Resonance: a World Without Scarcity
Copyright© 2026 by Grant C. Alister
Chapter 9: Aftermath
The conversation ended slowly.
Not with a decision — those would come later — but with the quiet understanding that the world had just tilted slightly on its axis.
No one mentioned the device again as they stood to leave.
Chairs scraped softly against the floor.
Plates were gathered almost automatically, hands moving through familiar gestures that felt strangely out of place after the conversation they had just finished.
Danny carried his plate toward the kitchen sink.
“Seriously,” he said over his shoulder, “those were excellent short ribs.”
Bobby glanced up from the counter where he was rinsing a pan.
“Good,” he said. “If civilization collapses, at least I’ll have that on my résumé.”
Emma shook her head faintly as she slipped on her coat.
James closed the small anti-static case and tucked it carefully under his arm.
At the door Danny paused.
“Thanks for dinner, Robert.”
Robert waved a dismissive hand.
“Don’t thank me yet,” he said. “Wait until you see the bill.”
Danny blinked.
“That bad?”
Robert smiled faintly.
“You brought me the most disruptive energy technology in human history.”
He opened the door for them.
“My hourly rate is going to reflect that.”
Emma laughed quietly as they stepped out into the cool night air.
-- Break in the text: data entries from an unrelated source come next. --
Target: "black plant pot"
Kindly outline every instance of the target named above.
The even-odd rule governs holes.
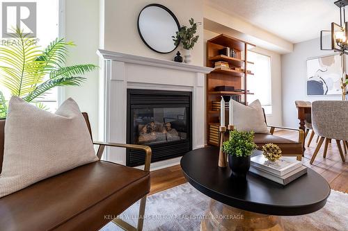
[[[239,180],[246,180],[246,173],[250,169],[250,155],[237,157],[228,155],[228,165],[232,170],[231,177]]]

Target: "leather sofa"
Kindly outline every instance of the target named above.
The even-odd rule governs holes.
[[[90,132],[88,115],[83,114]],[[0,173],[5,122],[0,121]],[[100,159],[106,146],[144,151],[145,170],[100,160],[40,181],[0,198],[0,230],[97,230],[111,221],[136,230],[116,216],[139,200],[141,216],[137,230],[141,230],[150,191],[151,149],[138,145],[94,144],[100,145]]]

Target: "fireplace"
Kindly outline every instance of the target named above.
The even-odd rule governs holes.
[[[152,150],[152,162],[183,155],[192,150],[192,94],[190,92],[127,89],[127,142]],[[145,153],[127,151],[127,166],[144,164]]]

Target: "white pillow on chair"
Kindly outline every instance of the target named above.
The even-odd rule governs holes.
[[[11,98],[5,123],[0,198],[98,160],[79,106],[67,99],[55,114]]]
[[[262,107],[258,99],[248,106],[234,101],[233,123],[235,128],[238,130],[269,134]]]

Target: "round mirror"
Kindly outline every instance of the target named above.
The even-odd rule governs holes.
[[[160,4],[150,4],[144,7],[138,17],[138,31],[144,43],[150,49],[166,53],[174,51],[172,36],[180,28],[175,15]]]

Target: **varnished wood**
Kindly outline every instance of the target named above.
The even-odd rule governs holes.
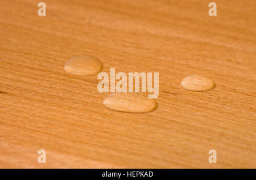
[[[208,1],[43,2],[46,16],[1,3],[0,168],[255,168],[255,1],[214,1],[212,17]],[[64,70],[83,54],[104,72],[159,72],[158,108],[106,108],[97,75]],[[215,88],[183,88],[194,74]]]

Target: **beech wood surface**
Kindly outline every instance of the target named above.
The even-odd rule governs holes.
[[[210,1],[42,2],[46,16],[0,3],[1,168],[256,168],[255,1],[213,1],[217,16]],[[97,74],[64,70],[85,54],[109,74],[159,72],[157,109],[105,107]],[[184,89],[192,75],[216,87]]]

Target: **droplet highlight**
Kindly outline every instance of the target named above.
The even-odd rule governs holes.
[[[185,78],[180,85],[185,89],[199,92],[210,90],[215,87],[215,83],[211,79],[199,75]]]
[[[126,113],[148,113],[157,107],[155,100],[148,98],[143,93],[114,93],[104,99],[103,104],[112,110]]]
[[[102,67],[101,61],[92,55],[75,57],[64,66],[67,72],[78,76],[92,75],[99,72]]]

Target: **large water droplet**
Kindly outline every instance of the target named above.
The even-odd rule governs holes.
[[[65,70],[70,74],[79,75],[92,75],[99,72],[102,67],[101,60],[92,55],[75,57],[65,64]]]
[[[180,85],[184,89],[192,91],[205,91],[215,87],[215,83],[212,79],[199,75],[185,78]]]
[[[106,97],[103,104],[110,109],[126,113],[147,113],[157,107],[155,99],[143,93],[114,93]]]

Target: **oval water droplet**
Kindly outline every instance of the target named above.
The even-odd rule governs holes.
[[[108,108],[126,113],[147,113],[157,107],[155,99],[143,93],[114,93],[103,101]]]
[[[65,64],[65,70],[75,75],[92,75],[99,72],[102,67],[101,60],[92,55],[75,57]]]
[[[215,87],[215,83],[212,79],[199,75],[185,78],[180,85],[187,90],[200,92],[208,91]]]

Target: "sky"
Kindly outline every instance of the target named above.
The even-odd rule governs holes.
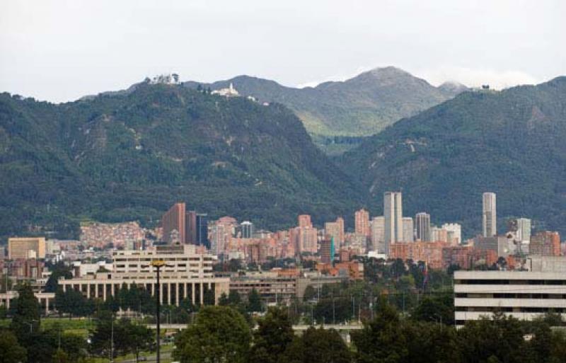
[[[64,102],[166,73],[296,87],[386,66],[502,88],[566,75],[565,14],[562,0],[3,0],[0,92]]]

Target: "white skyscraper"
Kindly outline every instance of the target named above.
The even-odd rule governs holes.
[[[373,250],[385,253],[385,218],[374,217],[370,223],[371,228],[371,246]]]
[[[430,241],[430,214],[421,212],[415,219],[417,225],[417,239],[422,242]]]
[[[516,238],[519,241],[531,241],[531,219],[517,218]]]
[[[462,226],[457,223],[445,223],[442,229],[446,230],[446,241],[451,245],[462,243]]]
[[[483,193],[483,236],[497,234],[497,214],[495,193]]]
[[[403,217],[403,242],[415,242],[415,228],[412,218]]]
[[[242,238],[251,238],[253,236],[253,224],[250,221],[244,221],[240,226],[242,229]]]
[[[403,200],[399,192],[386,192],[383,196],[386,253],[389,245],[403,242]]]

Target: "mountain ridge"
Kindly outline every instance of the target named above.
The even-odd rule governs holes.
[[[565,234],[566,77],[502,91],[465,92],[367,138],[340,159],[377,202],[403,190],[407,215],[480,231],[481,193],[504,218],[533,219]],[[523,215],[516,215],[522,214]]]
[[[213,90],[230,83],[244,96],[288,106],[311,134],[324,137],[369,136],[463,91],[440,89],[394,67],[376,68],[345,81],[302,88],[245,75],[209,83],[183,82],[190,88],[201,85]]]
[[[276,229],[361,199],[284,106],[146,83],[59,105],[0,94],[0,187],[4,234],[64,237],[84,218],[151,226],[180,200]]]

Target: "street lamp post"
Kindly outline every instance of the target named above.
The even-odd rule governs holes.
[[[157,318],[157,321],[156,321],[156,323],[157,323],[157,339],[156,339],[157,340],[157,363],[159,363],[160,361],[161,361],[161,359],[160,359],[160,357],[159,357],[159,350],[160,350],[160,348],[161,348],[161,347],[160,347],[160,341],[159,340],[160,340],[160,338],[161,338],[160,337],[160,335],[161,335],[161,330],[160,330],[161,327],[160,327],[160,325],[161,325],[161,316],[160,316],[160,315],[161,315],[160,310],[161,310],[161,304],[160,303],[160,300],[161,300],[160,297],[161,297],[161,292],[160,285],[159,285],[159,271],[160,271],[160,269],[162,267],[165,266],[165,261],[163,261],[163,260],[155,260],[155,261],[151,261],[151,266],[153,266],[153,267],[154,267],[156,268],[156,272],[157,272],[157,286],[156,287],[156,290],[155,291],[156,291],[156,317]]]

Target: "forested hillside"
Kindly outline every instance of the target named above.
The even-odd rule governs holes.
[[[481,195],[509,217],[566,234],[566,77],[501,92],[466,92],[366,139],[344,168],[374,197],[402,190],[405,214],[481,231]]]
[[[54,105],[0,95],[0,231],[72,235],[83,218],[156,223],[187,207],[282,227],[359,199],[284,106],[173,85]]]

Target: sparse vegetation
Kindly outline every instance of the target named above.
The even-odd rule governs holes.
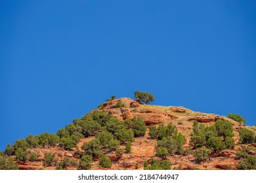
[[[147,165],[145,167],[144,170],[170,170],[172,165],[171,162],[167,159],[164,159],[160,161],[158,161],[154,158],[152,159],[151,165]]]
[[[166,159],[166,156],[168,155],[168,150],[166,148],[160,148],[156,152],[156,155],[161,158],[163,159]]]
[[[158,138],[158,130],[155,125],[150,125],[148,135],[153,139]]]
[[[132,124],[132,130],[135,137],[142,137],[145,135],[146,127],[144,122],[140,118],[134,118]]]
[[[13,163],[13,159],[11,157],[9,157],[7,159],[4,156],[0,156],[0,170],[18,170],[17,164]]]
[[[242,144],[252,143],[255,139],[253,132],[246,128],[240,129],[239,135],[240,136],[240,141]]]
[[[111,96],[111,99],[106,99],[106,101],[107,101],[107,102],[108,102],[108,101],[113,101],[113,100],[115,99],[116,97],[116,95],[112,95],[112,96]]]
[[[127,142],[125,145],[125,151],[127,153],[131,153],[131,143]]]
[[[56,162],[54,159],[54,154],[52,152],[46,152],[45,154],[45,158],[43,158],[43,164],[45,167],[51,167]]]
[[[193,156],[196,158],[194,159],[196,163],[200,163],[202,161],[205,161],[209,159],[210,151],[207,148],[200,148],[196,150]]]
[[[37,154],[35,152],[32,152],[30,154],[30,161],[37,161]]]
[[[238,122],[238,123],[245,124],[246,120],[240,114],[228,114],[228,118]]]
[[[245,159],[239,161],[236,165],[238,170],[255,170],[256,169],[256,156],[249,155]]]
[[[91,156],[83,156],[79,161],[79,169],[81,170],[89,170],[91,168],[92,163],[93,157]]]
[[[139,169],[139,163],[136,163],[135,169]]]
[[[148,92],[135,92],[134,95],[136,100],[140,103],[149,104],[155,99],[155,97]]]
[[[106,155],[102,155],[100,158],[100,165],[102,168],[111,168],[112,162],[111,159]]]
[[[125,104],[123,103],[121,100],[119,100],[115,105],[116,108],[121,108],[121,107],[125,107]]]
[[[138,94],[138,93],[137,93]],[[142,96],[145,97],[143,95]],[[115,97],[116,96],[112,96],[112,98],[108,99],[108,101],[112,101]],[[154,97],[152,101],[147,101],[146,99],[139,99],[139,98],[137,98],[137,99],[140,103],[148,104],[154,100]],[[123,107],[124,104],[122,103],[122,101],[123,99],[116,100],[117,103],[116,105],[112,104],[113,106],[111,108]],[[102,106],[103,106],[103,104]],[[101,167],[111,168],[111,159],[106,154],[116,151],[116,152],[114,153],[116,154],[117,156],[119,156],[121,155],[119,153],[123,154],[125,151],[126,153],[131,153],[131,156],[137,156],[138,145],[140,146],[142,144],[142,146],[148,145],[154,148],[156,140],[152,139],[157,140],[157,145],[155,146],[156,156],[161,158],[162,161],[159,161],[154,158],[152,159],[152,161],[150,159],[145,161],[144,162],[144,169],[171,169],[172,163],[166,159],[171,158],[171,157],[174,154],[181,155],[177,156],[177,157],[184,159],[190,158],[191,156],[182,156],[193,154],[195,159],[194,161],[192,160],[191,163],[200,163],[202,161],[209,160],[208,163],[211,163],[213,159],[213,161],[216,159],[219,161],[218,158],[215,158],[216,156],[221,156],[220,159],[224,158],[221,157],[223,153],[216,152],[227,148],[233,149],[232,151],[227,150],[228,153],[229,152],[236,152],[240,146],[242,146],[243,148],[242,150],[236,152],[236,158],[230,156],[230,158],[234,158],[240,162],[236,165],[230,163],[230,165],[232,166],[227,164],[226,169],[233,169],[235,166],[238,169],[256,169],[255,148],[253,146],[253,144],[244,145],[255,142],[256,138],[255,131],[252,131],[253,128],[243,127],[240,125],[239,127],[242,128],[239,130],[240,143],[244,144],[235,146],[235,139],[237,139],[238,134],[238,124],[233,124],[232,125],[228,121],[219,120],[213,125],[209,125],[207,124],[205,125],[196,121],[188,121],[185,118],[180,118],[181,116],[187,116],[188,114],[175,112],[169,110],[169,107],[140,105],[131,109],[131,111],[136,112],[135,113],[136,115],[134,115],[135,116],[139,116],[137,115],[137,112],[140,112],[140,110],[147,111],[148,108],[152,110],[152,111],[157,109],[164,112],[165,114],[169,113],[178,116],[177,119],[173,118],[171,122],[170,122],[167,124],[165,124],[165,120],[163,120],[163,122],[161,125],[150,125],[148,132],[151,139],[146,137],[141,137],[145,135],[147,130],[145,122],[141,118],[135,117],[132,120],[126,119],[124,122],[122,122],[119,120],[119,116],[118,115],[117,118],[117,117],[108,114],[113,114],[116,116],[116,113],[111,113],[112,111],[108,110],[108,108],[106,111],[102,110],[103,108],[93,110],[81,119],[74,120],[73,124],[66,125],[64,128],[58,131],[56,134],[45,133],[38,136],[30,135],[26,137],[26,139],[16,141],[13,145],[8,144],[5,150],[0,152],[0,169],[18,169],[18,165],[14,162],[20,164],[23,163],[22,161],[41,161],[41,152],[40,152],[41,147],[45,147],[48,149],[47,151],[49,152],[45,154],[43,160],[43,166],[45,167],[54,166],[60,170],[70,169],[72,167],[90,169],[92,167],[93,161],[96,161],[96,162],[98,161]],[[123,108],[123,110],[125,110],[127,109]],[[114,108],[113,111],[116,111]],[[146,112],[145,112],[145,114]],[[151,110],[150,112],[151,112]],[[196,113],[192,110],[190,114],[192,116],[202,115],[202,116],[207,116],[207,115],[201,112]],[[238,122],[245,123],[245,120],[243,120],[244,118],[240,115],[232,114],[233,116],[232,116],[232,114],[230,114],[228,118]],[[122,118],[123,116],[121,116]],[[201,118],[201,116],[200,117]],[[224,118],[221,119],[224,119]],[[191,122],[193,122],[192,129],[189,126],[192,125]],[[178,125],[175,126],[174,124],[178,124]],[[233,125],[236,130],[234,132],[233,132]],[[235,137],[233,137],[234,135]],[[190,146],[184,149],[183,146],[186,142],[186,138],[188,138],[188,135],[191,136],[188,137],[190,139],[189,142]],[[80,146],[81,142],[80,139],[91,136],[95,136],[95,137],[91,137],[92,140],[89,141],[85,141],[86,142],[83,142],[83,145]],[[136,140],[135,138],[137,137],[140,138]],[[84,140],[82,139],[82,141]],[[79,144],[77,144],[78,142]],[[133,146],[131,145],[132,142]],[[186,144],[186,146],[188,144]],[[37,150],[33,149],[39,147],[41,148]],[[76,148],[75,150],[75,147]],[[133,151],[131,150],[132,148]],[[59,154],[55,151],[57,149],[58,150],[67,150],[72,155],[65,155],[67,156],[63,157],[62,153]],[[51,152],[51,150],[54,150]],[[142,150],[144,150],[142,149]],[[45,150],[43,151],[43,152],[45,152]],[[37,153],[40,156],[39,156]],[[68,153],[68,152],[66,152],[66,153]],[[226,153],[226,152],[223,152],[223,153]],[[210,154],[211,158],[209,158]],[[58,157],[55,157],[55,154],[58,154]],[[123,156],[123,157],[130,156],[127,154]],[[11,156],[15,158],[14,160],[16,161],[13,161]],[[68,158],[68,156],[72,158]],[[38,160],[38,157],[40,158],[39,160]],[[159,160],[160,158],[158,158],[158,159]],[[60,159],[61,161],[58,161],[58,159]],[[132,168],[139,169],[139,163],[141,163],[141,161],[139,161]],[[173,169],[181,169],[181,165],[179,167],[177,166],[178,165],[175,165]],[[186,168],[184,167],[184,169]],[[48,169],[53,168],[46,168],[46,169]]]
[[[26,161],[28,160],[28,152],[26,150],[18,148],[15,151],[16,160],[17,161]]]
She leaned in and gave him a quick peck on the cheek.
“Goodnight, Bobby.”
“Drive safe, Em,” he said.
“Goodnight, Robert.”
“Don’t build anything else, James. Not yet, at least.”
The door closed behind them with a soft click.
For a moment no one spoke.
Then they drifted toward their cars, each carrying away a different piece of the same impossible problem.
James sat behind the wheel for a moment before starting the car.
The anti-static case rested on the passenger seat, exactly where he had placed it. Closed. Silent. Unremarkable.
Inside it was something that should not exist.
The engine turned over softly and he pulled away from the curb, headlights sliding across the quiet neighborhood.
For weeks the device had been an experiment. A problem. A curiosity that refused to behave according to any model he understood.
Now it had a different shape in his mind.
Robert had said it plainly.
The most disruptive energy technology in human history.
James glanced at the case again at a stoplight.
It looked absurdly small.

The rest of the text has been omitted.